Supplementary Materials
Data Availability Statement
Raw reads for all species are available on the European Nucleotide Archive (ENA; https://www.ebi.ac.uk/). F. americana is under the study PRJEB47186 and raw reads are sample accessions SAMEA9806828, SAMEA9806917, and SAMEA9806918. F. nigra is under the study PRJEB47212 and raw reads are sample accessions SAMEA9816504, SAMEA9816505, and SAMEA9816506. F. pennsylvanica is under the study PRJEB47234 and raw reads are sample accessions SAMEA9816501, SAMEA9816502, and SAMEA9816503. All assembly assembly versions generated in this study are available on the Comparative Genomics (CoGe) online platform (https://genomevolution.org/coge/).

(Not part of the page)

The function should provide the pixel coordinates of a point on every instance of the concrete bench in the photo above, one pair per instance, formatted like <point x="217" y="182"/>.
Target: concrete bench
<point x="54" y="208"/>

Initial Flye assemblies: F. americana v0.0 id66026, F. nigra v0.0 id66025, F. pennsylvanica v0.0 id66056; haploid-purged assemblies: F. americana v1 id66137, F. nigra v1 id66022, F. pennsylvanica v1 id66055; RagTag assemblies: F. americana v1Ragtag id66030, F. nigra v1Ragtag id66053, F. pennsylvanica v1Ragtag id66057; Reannotated Huff et al.17 assemblies: F. americana v0.2.1 id66014, F. nigra v0.2.1 id66015, F. pennsylvanica v1.4.1 id66054; Reannotated Forsythia suspensa v1.1 id66036; Reannotated Osmanthus fragrans v1.1 id66037. Genome assemblies, annotations, and source data for figures are available on Dryad (10.5061/dryad.7sqv9s4xh).